# Master Blaster G20



## Charlie (May 13, 2006)

Shot my G20 10mm today at the ranch. What a gun! I've always thought it was great but I had put an Arredondo +5 mag extension on it and wanted to check the reliabiliy with it full of ammo. Wow! Full power loads, flat shooting, master blaster with 21 rds. :smt068 :smt068 :smt068 It shoots forever before a reload. Any other G20 shooters out there with a report?


----------



## 2400 (Feb 4, 2006)

How far does that mag stick out?


----------



## Charlie (May 13, 2006)

2400 said:


> How far does that mag stick out?


----------



## 2400 (Feb 4, 2006)

Looks good, I'll bet it's hard to carry.


----------



## Charlie (May 13, 2006)

Not too far to be cumbersome shooting at the range or "in the woods" with a "plastic" gun. I wouldn't want to try to carry it concealed unless I was wearing a big raincoat.


----------



## 2400 (Feb 4, 2006)

Charlie said:


> Not too far to be cumbersome shooting at the range or "in the woods" with a "plastic" gun. I wouldn't want to try to carry it concealed unless I was wearing a big raincoat.
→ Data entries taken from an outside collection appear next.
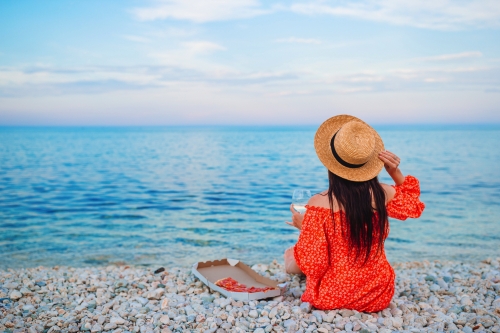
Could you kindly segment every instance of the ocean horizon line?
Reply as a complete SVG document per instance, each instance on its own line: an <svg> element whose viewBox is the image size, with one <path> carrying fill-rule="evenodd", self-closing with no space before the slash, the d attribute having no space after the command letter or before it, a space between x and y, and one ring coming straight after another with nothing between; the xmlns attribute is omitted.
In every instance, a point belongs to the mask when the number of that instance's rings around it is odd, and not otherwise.
<svg viewBox="0 0 500 333"><path fill-rule="evenodd" d="M164 130L164 129L252 129L252 130L297 130L317 129L318 124L174 124L174 125L0 125L0 130ZM374 123L370 124L376 130L500 130L500 123Z"/></svg>

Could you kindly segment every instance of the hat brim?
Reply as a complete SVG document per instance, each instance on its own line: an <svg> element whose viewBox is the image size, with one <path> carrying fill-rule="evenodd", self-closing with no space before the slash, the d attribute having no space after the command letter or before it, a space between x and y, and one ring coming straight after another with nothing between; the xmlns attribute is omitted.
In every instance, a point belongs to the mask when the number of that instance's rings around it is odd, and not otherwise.
<svg viewBox="0 0 500 333"><path fill-rule="evenodd" d="M333 156L330 147L330 142L335 133L337 133L345 123L350 121L358 121L367 125L373 132L375 138L375 149L372 156L366 164L359 168L348 168L340 164ZM319 160L328 170L339 177L355 182L363 182L375 178L384 167L384 162L378 158L379 153L384 151L384 142L382 138L370 125L354 116L338 115L323 122L314 136L314 148L316 149Z"/></svg>

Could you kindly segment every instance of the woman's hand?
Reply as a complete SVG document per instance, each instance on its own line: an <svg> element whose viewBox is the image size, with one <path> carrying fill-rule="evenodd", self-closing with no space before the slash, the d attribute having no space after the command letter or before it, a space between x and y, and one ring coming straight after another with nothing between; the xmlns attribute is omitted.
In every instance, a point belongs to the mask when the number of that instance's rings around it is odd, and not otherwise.
<svg viewBox="0 0 500 333"><path fill-rule="evenodd" d="M378 158L384 162L385 170L394 180L394 183L396 183L396 185L403 184L405 177L403 176L401 170L399 170L399 163L401 162L401 159L397 157L396 154L393 154L388 150L381 152L378 155Z"/></svg>
<svg viewBox="0 0 500 333"><path fill-rule="evenodd" d="M292 222L286 221L285 223L295 227L297 229L302 229L302 221L304 220L304 215L300 214L293 208L293 204L290 205L290 211L292 212Z"/></svg>

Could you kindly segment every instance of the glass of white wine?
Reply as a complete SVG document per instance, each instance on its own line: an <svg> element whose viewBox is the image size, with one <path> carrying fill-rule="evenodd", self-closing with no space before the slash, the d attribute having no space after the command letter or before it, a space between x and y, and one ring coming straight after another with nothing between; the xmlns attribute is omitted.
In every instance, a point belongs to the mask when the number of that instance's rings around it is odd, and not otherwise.
<svg viewBox="0 0 500 333"><path fill-rule="evenodd" d="M294 190L292 196L293 209L295 209L301 214L304 214L306 211L307 202L309 201L310 198L311 198L311 191L303 189Z"/></svg>

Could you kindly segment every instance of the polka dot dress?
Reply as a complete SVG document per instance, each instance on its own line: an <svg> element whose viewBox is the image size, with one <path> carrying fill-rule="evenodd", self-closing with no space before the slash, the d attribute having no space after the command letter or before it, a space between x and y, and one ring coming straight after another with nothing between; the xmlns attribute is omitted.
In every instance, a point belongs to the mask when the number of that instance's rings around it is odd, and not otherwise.
<svg viewBox="0 0 500 333"><path fill-rule="evenodd" d="M387 205L390 217L417 218L425 205L420 202L420 185L413 176L394 186L396 194ZM394 295L395 274L385 256L374 244L366 264L349 254L343 212L332 215L330 209L307 206L299 240L294 247L297 265L306 275L303 302L322 310L354 309L376 312L385 309ZM376 237L376 236L375 236Z"/></svg>

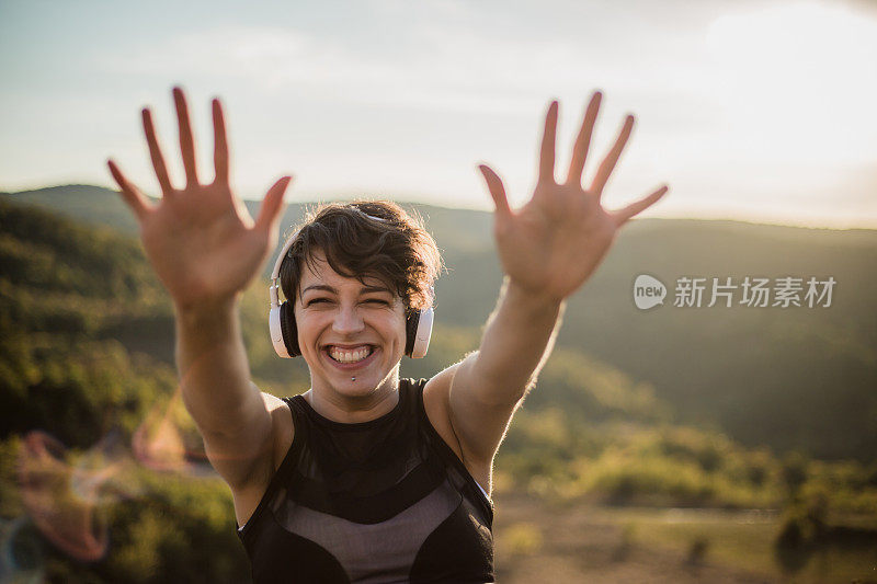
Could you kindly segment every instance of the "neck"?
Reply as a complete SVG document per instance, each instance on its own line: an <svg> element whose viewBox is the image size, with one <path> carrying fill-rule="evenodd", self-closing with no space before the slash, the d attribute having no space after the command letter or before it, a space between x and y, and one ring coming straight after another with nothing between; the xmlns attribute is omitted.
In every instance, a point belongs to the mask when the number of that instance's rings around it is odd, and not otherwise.
<svg viewBox="0 0 877 584"><path fill-rule="evenodd" d="M350 389L339 389L318 383L311 378L311 387L303 397L321 416L342 424L369 422L385 415L399 402L399 367L372 390L360 390L355 382Z"/></svg>

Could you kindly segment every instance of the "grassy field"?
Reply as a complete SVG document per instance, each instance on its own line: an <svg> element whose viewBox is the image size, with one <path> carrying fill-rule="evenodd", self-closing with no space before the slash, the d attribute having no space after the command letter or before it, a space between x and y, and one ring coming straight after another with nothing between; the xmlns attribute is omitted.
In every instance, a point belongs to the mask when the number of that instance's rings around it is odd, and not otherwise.
<svg viewBox="0 0 877 584"><path fill-rule="evenodd" d="M877 582L877 546L779 558L774 512L556 506L497 496L499 582Z"/></svg>

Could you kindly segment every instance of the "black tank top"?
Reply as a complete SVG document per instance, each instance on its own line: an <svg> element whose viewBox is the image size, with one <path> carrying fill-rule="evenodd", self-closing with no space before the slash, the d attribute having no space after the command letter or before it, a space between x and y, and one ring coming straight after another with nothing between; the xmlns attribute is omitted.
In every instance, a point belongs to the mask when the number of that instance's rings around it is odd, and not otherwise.
<svg viewBox="0 0 877 584"><path fill-rule="evenodd" d="M284 398L295 437L238 530L257 584L493 582L493 504L435 432L425 379L344 424Z"/></svg>

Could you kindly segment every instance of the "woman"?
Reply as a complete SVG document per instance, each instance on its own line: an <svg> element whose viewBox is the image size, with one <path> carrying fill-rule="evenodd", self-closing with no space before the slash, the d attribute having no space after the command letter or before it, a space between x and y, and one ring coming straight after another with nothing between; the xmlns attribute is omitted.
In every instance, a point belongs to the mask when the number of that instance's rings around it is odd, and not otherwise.
<svg viewBox="0 0 877 584"><path fill-rule="evenodd" d="M186 185L170 183L149 110L144 128L161 201L150 203L109 167L173 299L183 399L231 489L254 580L492 582L492 461L512 414L550 353L565 299L622 225L667 193L614 213L601 206L633 116L586 190L600 93L561 183L551 103L539 180L522 208L511 209L499 176L479 167L505 279L479 350L429 380L399 380L398 371L412 319L431 304L431 238L392 204L337 205L311 217L275 271L289 302L272 314L285 329L280 339L273 331L275 346L300 353L311 379L303 396L282 400L250 381L238 298L276 240L291 178L269 190L253 222L229 186L219 102L216 178L202 184L186 102L179 88L173 96Z"/></svg>

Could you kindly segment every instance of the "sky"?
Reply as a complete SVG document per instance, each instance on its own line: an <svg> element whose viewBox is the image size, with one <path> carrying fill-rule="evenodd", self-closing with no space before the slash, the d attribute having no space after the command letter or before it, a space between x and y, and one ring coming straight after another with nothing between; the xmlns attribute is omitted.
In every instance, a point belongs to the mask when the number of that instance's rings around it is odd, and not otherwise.
<svg viewBox="0 0 877 584"><path fill-rule="evenodd" d="M870 0L0 0L0 191L114 187L112 157L158 194L144 106L181 185L180 84L205 181L223 100L246 198L490 209L487 163L520 205L550 101L561 179L599 89L585 180L637 116L610 209L877 228L875 64Z"/></svg>

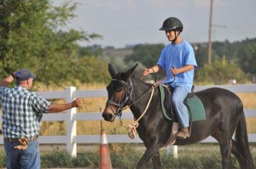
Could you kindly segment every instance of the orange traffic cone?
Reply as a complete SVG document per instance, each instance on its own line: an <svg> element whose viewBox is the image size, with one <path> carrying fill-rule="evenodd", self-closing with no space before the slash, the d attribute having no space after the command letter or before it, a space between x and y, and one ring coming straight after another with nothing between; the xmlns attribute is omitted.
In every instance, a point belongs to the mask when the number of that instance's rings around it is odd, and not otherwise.
<svg viewBox="0 0 256 169"><path fill-rule="evenodd" d="M108 151L108 145L105 130L102 129L101 132L101 147L100 147L100 169L112 169L112 164L110 160L110 155Z"/></svg>

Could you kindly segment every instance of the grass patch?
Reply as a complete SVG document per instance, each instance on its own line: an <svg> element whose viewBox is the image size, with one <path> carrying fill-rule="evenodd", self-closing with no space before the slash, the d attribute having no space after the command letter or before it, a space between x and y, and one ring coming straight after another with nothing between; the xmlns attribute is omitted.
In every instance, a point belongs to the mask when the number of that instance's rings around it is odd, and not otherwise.
<svg viewBox="0 0 256 169"><path fill-rule="evenodd" d="M144 150L137 149L139 144L109 144L109 152L113 167L122 169L136 168L137 163ZM255 145L253 144L253 147ZM178 157L166 155L166 149L160 151L163 168L168 169L218 169L221 168L221 156L217 144L197 144L187 146L178 146ZM253 151L256 161L256 152ZM5 155L0 151L0 167L5 167ZM52 151L41 154L42 168L98 168L98 151L79 151L76 157L72 157L65 149L54 149ZM147 168L154 168L150 161ZM239 169L237 160L232 156L232 168Z"/></svg>

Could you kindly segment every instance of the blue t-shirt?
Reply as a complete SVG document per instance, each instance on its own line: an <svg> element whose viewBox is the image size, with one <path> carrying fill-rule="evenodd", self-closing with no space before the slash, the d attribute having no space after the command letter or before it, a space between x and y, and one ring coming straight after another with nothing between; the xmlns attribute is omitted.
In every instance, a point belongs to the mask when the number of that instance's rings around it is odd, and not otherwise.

If "they" see you in a raincoat you're toast. :smt082 :smt082 :smt082


----------



## Charlie (May 13, 2006)

Your reply beat my reply. Carrying isn't all that bad (NOT concealed) 'cept when you load it up with 21 rds. of ammo. Adds a little weight. What I'd like to have now is a Colt Delta Elite. Friend (the one with the AR) has a stainless Delta and it's a beauty. I've been trying to deal him out of it for years but it ain"t gonna' happen!


----------



## RONNIE J (May 8, 2006)

*Reminds*

Me of the fun my grand daughter had running 33 round mags down range in her G26--lots of fun but just think over a box of ammo in 2 mags:smt067

Ron


----------



## Charlie (May 13, 2006)

Fun is what this gun is all about! And would probably work for self-defense!!!:smt082 :smt082 :smt082 :smt082


----------



## spacedoggy (May 11, 2006)

RONNIE J said:


> Me of the fun my grand daughter had running 33 round mags down range in her G26--lots of fun but just think over a box of ammo in 2 mags:smt067
> 
> Ron


Love using the 33 rd mag with my g26 and g17.


----------